Il n’était pas méchant, seulement un peu fou quand il avait trop bu ; il disait alors qu’il allait tuer sa femme. Un jour il est mort : il avait quarante-trois ans. Longtemps après, son fils se souvient. En instantanés, il trace le portrait de ce personnage étonnant, tragique et drôle à la fois. Il a appris, en devenant grand, l’indulgence. Et qu’il ne faut pas trop en vouloir à ceux qui, plus fragiles, choisissent de « mauvais » moyens pour supporter l’insupportable. Il en résulte un livre drôle et poignant.

Des pages de vie
*On a tout essayé pour que papa ne boive
plus : des prières, des neuvaines, des
messes…on a même essayé un curé…*
(Extrait)

C’est un petit livre fait d’histoires très brèves qui sont autant de pans de la vie du docteur Fournier…des histoires racontées par son fils, Jean-Louis, avec toute la candeur qui caractérise habituellement les petits garçons. Le bon docteur soigne des gens qui le paient mal ou pas du tout mais qui lui offrent toujours à boire :

*On essayait de le ranimer : la cousine lui mettait des glaçons sur la tête, maman lui faisait boire du café très fort, puis elle repartait au salon faire des sourires aux invités, leur dire que papa allait bientôt rentrer, et elle retournait à la cuisine s’occuper de lui. Finalement…Les invités ne s’étaient rendu compte de rien. Ils disaient à maman qu’il n’était pas étonnant de voir papa fatigué, avec le nombre de client qu’il avait ! * (Extrait)

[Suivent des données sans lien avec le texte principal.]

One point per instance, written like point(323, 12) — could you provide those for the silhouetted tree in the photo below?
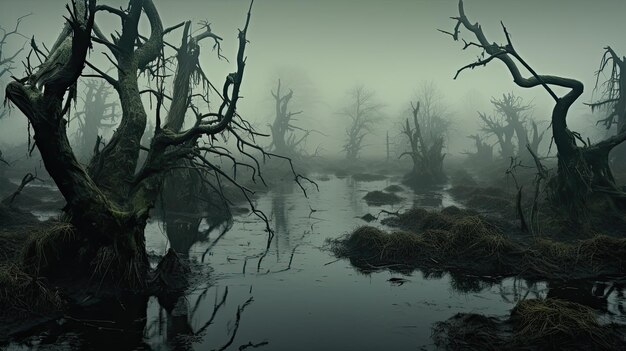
point(7, 63)
point(362, 114)
point(98, 114)
point(285, 140)
point(109, 203)
point(583, 171)
point(427, 154)
point(612, 100)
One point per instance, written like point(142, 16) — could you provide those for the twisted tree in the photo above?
point(97, 115)
point(427, 155)
point(611, 99)
point(512, 120)
point(484, 151)
point(495, 125)
point(362, 114)
point(515, 112)
point(285, 140)
point(7, 62)
point(108, 203)
point(583, 172)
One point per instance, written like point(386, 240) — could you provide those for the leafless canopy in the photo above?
point(362, 114)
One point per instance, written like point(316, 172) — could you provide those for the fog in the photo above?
point(323, 48)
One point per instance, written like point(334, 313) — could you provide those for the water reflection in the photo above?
point(299, 296)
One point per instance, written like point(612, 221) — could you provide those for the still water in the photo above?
point(295, 295)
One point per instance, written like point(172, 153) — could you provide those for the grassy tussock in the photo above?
point(555, 322)
point(457, 238)
point(22, 293)
point(534, 324)
point(45, 246)
point(466, 238)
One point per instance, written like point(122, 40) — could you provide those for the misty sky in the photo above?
point(325, 47)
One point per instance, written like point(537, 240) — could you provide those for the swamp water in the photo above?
point(299, 296)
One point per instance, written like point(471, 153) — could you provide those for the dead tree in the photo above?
point(285, 140)
point(7, 64)
point(496, 125)
point(362, 115)
point(583, 170)
point(427, 155)
point(97, 115)
point(484, 151)
point(29, 177)
point(109, 202)
point(612, 100)
point(513, 109)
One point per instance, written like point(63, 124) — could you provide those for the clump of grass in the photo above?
point(381, 198)
point(469, 239)
point(599, 255)
point(419, 219)
point(490, 203)
point(47, 246)
point(22, 293)
point(557, 323)
point(554, 320)
point(534, 324)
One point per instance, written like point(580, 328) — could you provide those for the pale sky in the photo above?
point(325, 47)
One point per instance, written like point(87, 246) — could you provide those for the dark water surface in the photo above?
point(300, 297)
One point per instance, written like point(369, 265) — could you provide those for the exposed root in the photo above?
point(22, 293)
point(47, 246)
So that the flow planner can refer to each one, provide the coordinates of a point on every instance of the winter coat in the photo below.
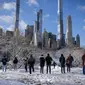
(48, 60)
(62, 61)
(15, 61)
(83, 60)
(54, 63)
(69, 60)
(26, 61)
(42, 61)
(4, 61)
(31, 61)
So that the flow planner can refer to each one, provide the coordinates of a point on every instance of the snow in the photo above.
(20, 77)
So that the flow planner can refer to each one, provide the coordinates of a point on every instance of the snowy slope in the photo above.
(19, 77)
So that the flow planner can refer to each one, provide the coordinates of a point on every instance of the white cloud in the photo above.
(7, 19)
(33, 2)
(81, 7)
(22, 26)
(46, 16)
(11, 27)
(9, 6)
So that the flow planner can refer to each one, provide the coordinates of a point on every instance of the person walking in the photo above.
(54, 64)
(62, 62)
(83, 63)
(15, 62)
(48, 63)
(42, 64)
(31, 62)
(69, 61)
(4, 62)
(26, 64)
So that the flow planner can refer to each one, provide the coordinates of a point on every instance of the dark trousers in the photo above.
(26, 68)
(49, 68)
(41, 69)
(31, 68)
(68, 68)
(62, 69)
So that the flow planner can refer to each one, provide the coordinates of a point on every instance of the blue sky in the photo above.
(75, 8)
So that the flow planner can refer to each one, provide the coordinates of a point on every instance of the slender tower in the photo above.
(60, 25)
(16, 30)
(69, 31)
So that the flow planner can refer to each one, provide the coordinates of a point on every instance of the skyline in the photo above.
(30, 7)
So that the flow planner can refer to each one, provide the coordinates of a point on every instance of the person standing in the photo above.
(4, 62)
(42, 63)
(26, 63)
(69, 61)
(83, 63)
(48, 63)
(62, 62)
(54, 64)
(15, 62)
(31, 62)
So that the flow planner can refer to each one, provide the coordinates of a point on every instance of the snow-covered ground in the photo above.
(20, 77)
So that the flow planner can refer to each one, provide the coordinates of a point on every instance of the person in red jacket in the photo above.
(83, 63)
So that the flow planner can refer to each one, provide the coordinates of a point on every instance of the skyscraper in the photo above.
(16, 30)
(69, 31)
(60, 25)
(38, 30)
(78, 40)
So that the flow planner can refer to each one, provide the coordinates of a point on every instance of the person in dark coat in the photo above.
(31, 62)
(4, 62)
(42, 64)
(48, 63)
(83, 63)
(69, 61)
(15, 62)
(62, 62)
(26, 64)
(54, 64)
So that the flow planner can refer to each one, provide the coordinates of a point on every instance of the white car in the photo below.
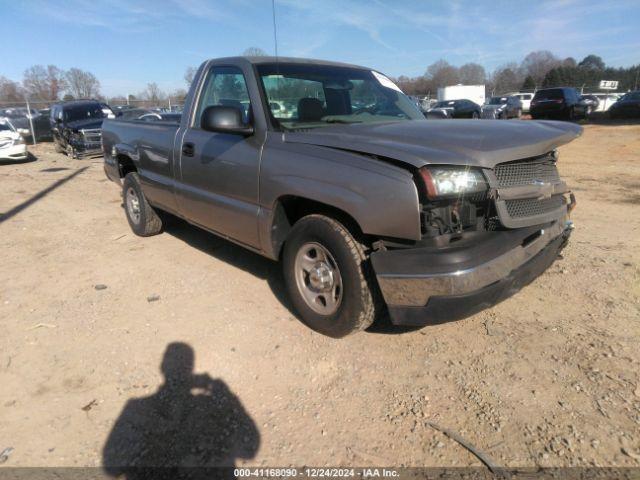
(525, 98)
(12, 146)
(605, 100)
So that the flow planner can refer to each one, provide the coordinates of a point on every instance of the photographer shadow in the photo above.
(192, 427)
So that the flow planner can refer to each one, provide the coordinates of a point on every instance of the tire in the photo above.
(71, 152)
(142, 218)
(349, 300)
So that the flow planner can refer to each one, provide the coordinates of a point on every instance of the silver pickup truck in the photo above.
(330, 169)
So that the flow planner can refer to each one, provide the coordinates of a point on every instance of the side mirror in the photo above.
(224, 119)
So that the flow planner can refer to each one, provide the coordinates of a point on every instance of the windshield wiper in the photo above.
(341, 120)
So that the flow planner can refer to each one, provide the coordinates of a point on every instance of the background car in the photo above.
(627, 107)
(591, 101)
(503, 107)
(457, 108)
(563, 103)
(605, 100)
(12, 145)
(21, 119)
(525, 98)
(76, 127)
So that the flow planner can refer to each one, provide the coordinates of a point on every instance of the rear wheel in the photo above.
(142, 218)
(328, 277)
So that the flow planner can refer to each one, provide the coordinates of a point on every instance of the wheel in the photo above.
(142, 218)
(328, 277)
(71, 152)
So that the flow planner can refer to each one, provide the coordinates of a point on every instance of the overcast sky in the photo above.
(128, 43)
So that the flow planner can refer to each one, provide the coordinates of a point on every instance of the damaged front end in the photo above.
(485, 234)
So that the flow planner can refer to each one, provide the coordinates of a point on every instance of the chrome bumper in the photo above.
(415, 290)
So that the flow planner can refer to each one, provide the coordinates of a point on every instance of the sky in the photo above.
(129, 43)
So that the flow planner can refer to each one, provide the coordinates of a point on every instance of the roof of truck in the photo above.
(261, 60)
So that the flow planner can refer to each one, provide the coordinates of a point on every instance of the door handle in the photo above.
(188, 149)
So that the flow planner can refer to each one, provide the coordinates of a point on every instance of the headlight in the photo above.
(452, 181)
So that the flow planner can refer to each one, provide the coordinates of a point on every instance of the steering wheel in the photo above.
(361, 110)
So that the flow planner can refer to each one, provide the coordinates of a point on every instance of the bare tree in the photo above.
(82, 84)
(153, 93)
(537, 65)
(442, 74)
(44, 83)
(254, 52)
(507, 78)
(189, 74)
(472, 74)
(10, 91)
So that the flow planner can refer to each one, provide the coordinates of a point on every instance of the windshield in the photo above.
(310, 96)
(445, 104)
(497, 100)
(83, 112)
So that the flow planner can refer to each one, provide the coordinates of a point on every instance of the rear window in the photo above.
(551, 94)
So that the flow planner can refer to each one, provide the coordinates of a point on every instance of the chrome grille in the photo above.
(527, 172)
(93, 135)
(530, 207)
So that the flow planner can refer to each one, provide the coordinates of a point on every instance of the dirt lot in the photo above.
(549, 377)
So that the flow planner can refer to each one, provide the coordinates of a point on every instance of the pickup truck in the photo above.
(368, 206)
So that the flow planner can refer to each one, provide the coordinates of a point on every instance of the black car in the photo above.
(563, 103)
(627, 107)
(457, 108)
(76, 127)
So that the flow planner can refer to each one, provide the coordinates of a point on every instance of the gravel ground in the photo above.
(98, 328)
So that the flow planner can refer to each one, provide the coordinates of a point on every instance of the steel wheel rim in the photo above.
(318, 278)
(133, 205)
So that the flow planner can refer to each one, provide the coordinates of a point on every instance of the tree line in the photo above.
(539, 69)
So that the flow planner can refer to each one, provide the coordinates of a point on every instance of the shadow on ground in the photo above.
(190, 428)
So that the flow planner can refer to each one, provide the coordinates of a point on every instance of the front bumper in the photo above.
(14, 152)
(434, 285)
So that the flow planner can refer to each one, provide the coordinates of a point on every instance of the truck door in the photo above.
(217, 183)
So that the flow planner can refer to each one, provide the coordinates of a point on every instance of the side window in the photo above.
(224, 86)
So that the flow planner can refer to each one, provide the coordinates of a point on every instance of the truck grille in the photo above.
(528, 207)
(520, 212)
(93, 135)
(513, 174)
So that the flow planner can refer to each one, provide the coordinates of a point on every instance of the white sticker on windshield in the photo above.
(385, 82)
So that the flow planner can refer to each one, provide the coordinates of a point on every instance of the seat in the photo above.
(310, 110)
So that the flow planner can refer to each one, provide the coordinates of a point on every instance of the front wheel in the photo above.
(142, 218)
(328, 277)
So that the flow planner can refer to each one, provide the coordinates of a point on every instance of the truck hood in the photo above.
(482, 143)
(85, 124)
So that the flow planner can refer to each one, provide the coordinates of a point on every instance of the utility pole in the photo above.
(29, 116)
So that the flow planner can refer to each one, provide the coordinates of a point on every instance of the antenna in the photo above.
(275, 30)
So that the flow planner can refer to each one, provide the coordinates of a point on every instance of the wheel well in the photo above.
(125, 165)
(290, 208)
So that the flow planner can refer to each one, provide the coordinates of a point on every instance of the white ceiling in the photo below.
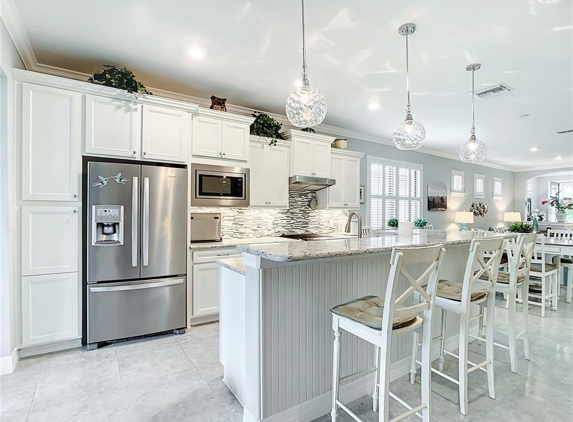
(355, 57)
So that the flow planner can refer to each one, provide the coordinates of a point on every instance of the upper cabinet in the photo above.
(310, 154)
(346, 172)
(269, 173)
(113, 127)
(221, 135)
(166, 134)
(51, 139)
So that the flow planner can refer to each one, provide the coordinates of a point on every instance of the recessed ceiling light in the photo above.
(197, 53)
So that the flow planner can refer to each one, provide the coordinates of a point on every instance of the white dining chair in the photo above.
(377, 320)
(543, 279)
(456, 297)
(516, 279)
(564, 261)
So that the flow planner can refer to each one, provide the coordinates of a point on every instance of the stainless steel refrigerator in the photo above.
(135, 250)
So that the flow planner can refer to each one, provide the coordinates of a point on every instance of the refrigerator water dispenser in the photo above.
(107, 225)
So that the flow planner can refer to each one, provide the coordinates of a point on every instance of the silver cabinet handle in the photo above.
(137, 286)
(134, 220)
(145, 230)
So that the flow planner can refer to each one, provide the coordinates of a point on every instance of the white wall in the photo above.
(438, 169)
(9, 59)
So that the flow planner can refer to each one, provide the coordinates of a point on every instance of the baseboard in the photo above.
(48, 348)
(8, 363)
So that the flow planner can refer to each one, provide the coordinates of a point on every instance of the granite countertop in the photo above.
(234, 264)
(298, 251)
(228, 243)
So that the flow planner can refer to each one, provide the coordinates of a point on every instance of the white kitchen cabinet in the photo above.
(50, 308)
(346, 172)
(51, 139)
(310, 154)
(50, 240)
(206, 279)
(166, 134)
(221, 135)
(269, 173)
(113, 127)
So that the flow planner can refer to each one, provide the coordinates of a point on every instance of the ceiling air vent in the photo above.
(491, 91)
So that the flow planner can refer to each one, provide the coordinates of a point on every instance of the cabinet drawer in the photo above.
(212, 255)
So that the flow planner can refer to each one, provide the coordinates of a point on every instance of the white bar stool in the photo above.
(376, 320)
(457, 297)
(519, 252)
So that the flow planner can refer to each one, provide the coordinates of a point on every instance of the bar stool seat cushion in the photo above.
(503, 277)
(536, 267)
(368, 311)
(452, 290)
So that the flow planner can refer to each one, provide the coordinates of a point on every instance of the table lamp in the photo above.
(464, 217)
(511, 217)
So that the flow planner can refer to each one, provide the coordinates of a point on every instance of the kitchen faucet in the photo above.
(350, 215)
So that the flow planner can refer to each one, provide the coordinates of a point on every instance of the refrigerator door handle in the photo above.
(136, 286)
(134, 220)
(145, 231)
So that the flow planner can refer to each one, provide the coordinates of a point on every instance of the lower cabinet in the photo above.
(205, 289)
(50, 308)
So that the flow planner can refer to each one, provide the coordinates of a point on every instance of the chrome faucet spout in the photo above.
(348, 223)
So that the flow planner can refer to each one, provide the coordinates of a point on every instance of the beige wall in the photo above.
(9, 59)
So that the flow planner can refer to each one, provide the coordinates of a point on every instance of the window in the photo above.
(479, 186)
(497, 188)
(458, 182)
(395, 191)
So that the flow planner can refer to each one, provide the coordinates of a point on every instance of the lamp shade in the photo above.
(464, 217)
(511, 217)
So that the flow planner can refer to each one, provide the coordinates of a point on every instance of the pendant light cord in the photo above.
(304, 68)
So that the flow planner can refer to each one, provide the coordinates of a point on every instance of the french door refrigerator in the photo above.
(135, 250)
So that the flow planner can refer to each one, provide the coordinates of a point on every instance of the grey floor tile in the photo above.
(153, 363)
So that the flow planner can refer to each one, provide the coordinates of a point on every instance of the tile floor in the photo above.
(178, 378)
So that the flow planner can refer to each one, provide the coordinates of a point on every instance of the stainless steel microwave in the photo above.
(218, 186)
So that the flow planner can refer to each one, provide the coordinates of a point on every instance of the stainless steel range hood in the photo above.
(309, 183)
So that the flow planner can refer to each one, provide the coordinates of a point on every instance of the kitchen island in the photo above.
(275, 322)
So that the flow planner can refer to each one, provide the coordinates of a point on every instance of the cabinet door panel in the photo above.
(207, 134)
(51, 139)
(50, 240)
(277, 174)
(321, 159)
(336, 192)
(205, 289)
(166, 134)
(235, 144)
(258, 176)
(302, 157)
(351, 191)
(50, 308)
(113, 127)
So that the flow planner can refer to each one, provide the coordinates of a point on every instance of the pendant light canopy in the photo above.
(306, 107)
(409, 134)
(474, 150)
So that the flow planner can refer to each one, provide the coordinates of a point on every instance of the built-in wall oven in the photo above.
(218, 186)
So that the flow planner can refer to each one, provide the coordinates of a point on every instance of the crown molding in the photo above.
(11, 19)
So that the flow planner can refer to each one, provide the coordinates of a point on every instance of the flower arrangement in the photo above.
(479, 209)
(560, 205)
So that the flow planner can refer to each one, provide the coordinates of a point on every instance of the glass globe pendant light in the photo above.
(474, 150)
(306, 107)
(409, 134)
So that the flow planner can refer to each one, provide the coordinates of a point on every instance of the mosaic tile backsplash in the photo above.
(260, 222)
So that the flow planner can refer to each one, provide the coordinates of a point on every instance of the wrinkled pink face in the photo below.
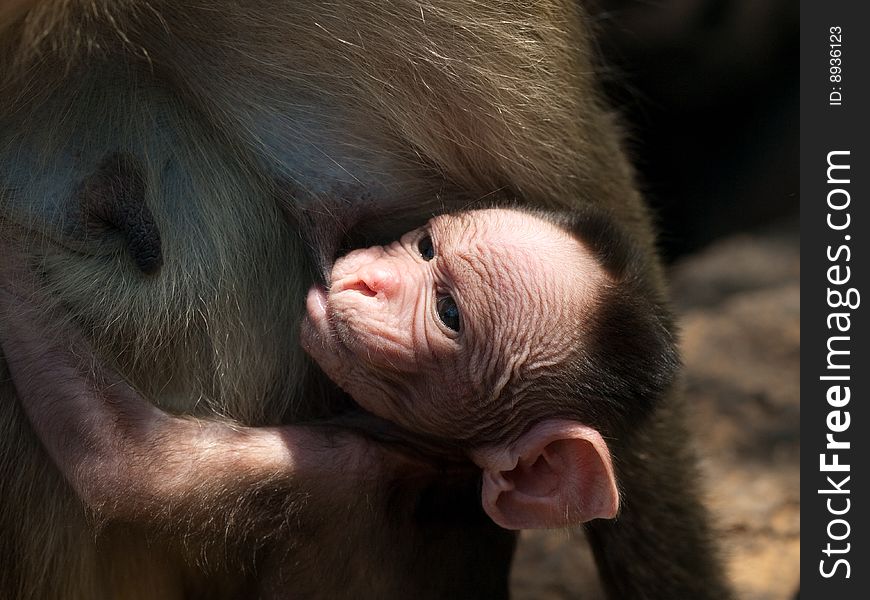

Telle était la vie de la famille Fournier, une reconstruction quotidienne des apparences autour d’un homme pas méchant malgré ses allures parfois menaçantes, gauche, maladroit, parfois drôle mais pour des résultats finalement assez tristes. Mais de petite histoire en petite histoire, j’ai découvert qu’on ne pouvait pas vraiment en vouloir à cet homme singulier. J’ai été surtout ému par la bonne nature de ses enfants et le courage de la maman.

Cette succession de petits épisodes est une bonne idée. On peut se les imaginer comme des sketches, des instantanés de l’école de la vie avec des moments comportant parfois un certain humour mais générant aussi de la tristesse. Voilà…humour et tristesse qui se côtoient : *Je me souviens, un jour, ils ont été au cinéma…C’était docteur Jekyll et Mister Hyde…C’était l’histoire d’un docteur très gentil et très savant. Il travaillait dans la journée, mais le soir, il se transformait. Il devenait comme un monstre…Est-ce que maman, elle s’est rendu compte que c’était un peu l’histoire de papa ? * (Extrait)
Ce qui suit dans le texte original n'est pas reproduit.